Recipe tips and variations:

  • When making your chicken broth, opt for fresh and organic chicken parts like carcasses, backs, wings, or even a whole chicken. This ensures the best flavor and quality for your broth.
  • The chicken broth can be enjoyed on its own or used as a versatile base for other soups, and stews, or as a flavorful cooking liquid for rice or noodles.
  • For added flavor and depth, consider incorporating additional ingredients like ginger, lemongrass, or star anise into your broth. These aromatic additions can elevate the taste profile of your chicken broth.
  • Store any leftover broth in the refrigerator for a few days, or freeze it for longer-term use. This way, you'll always have a nourishing and convenient ingredient on hand for future recipes.

Notes

  • Chicken broth is rich in electrolytes, including potassium and sodium.
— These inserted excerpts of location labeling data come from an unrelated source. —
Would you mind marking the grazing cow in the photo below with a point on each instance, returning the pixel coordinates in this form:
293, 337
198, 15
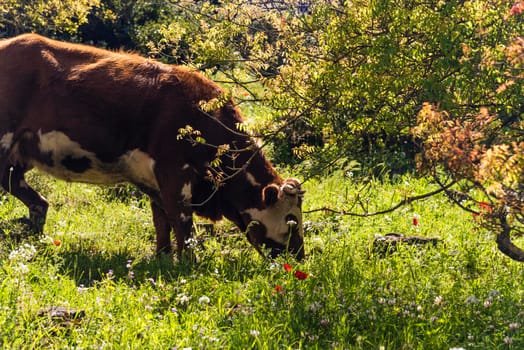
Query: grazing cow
89, 115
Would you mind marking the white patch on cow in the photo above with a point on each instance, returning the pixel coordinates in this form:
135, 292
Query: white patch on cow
134, 166
274, 218
141, 168
6, 141
251, 179
186, 192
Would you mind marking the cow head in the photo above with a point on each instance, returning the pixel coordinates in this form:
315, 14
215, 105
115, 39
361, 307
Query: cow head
278, 224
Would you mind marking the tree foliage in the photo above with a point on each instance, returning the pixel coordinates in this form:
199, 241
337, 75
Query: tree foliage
49, 17
484, 152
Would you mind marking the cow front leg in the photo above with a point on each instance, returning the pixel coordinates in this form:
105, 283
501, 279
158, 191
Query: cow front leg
13, 181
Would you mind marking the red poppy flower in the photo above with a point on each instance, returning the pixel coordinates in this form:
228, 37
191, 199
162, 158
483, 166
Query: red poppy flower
300, 275
485, 206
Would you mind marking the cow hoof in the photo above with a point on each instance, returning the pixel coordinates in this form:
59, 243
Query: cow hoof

These electrolytes are essential for maintaining fluid balance, supporting nerve function, and facilitating muscle contractions.
  • During the simmering process, collagen present in the chicken parts breaks down, resulting in the release of gelatin into the broth. Gelatin contains important amino acids like glycine and proline, which offer numerous health benefits. These amino acids can aid in digestive health, promote skin elasticity, support joint health, and assist in muscle recovery.
  • Chicken broth also contains various minerals such as calcium, magnesium, phosphorus, potassium, and sodium. These minerals play crucial roles in a range of bodily functions, including promoting bone health, supporting nerve function, facilitating muscle contractions, and maintaining fluid balance.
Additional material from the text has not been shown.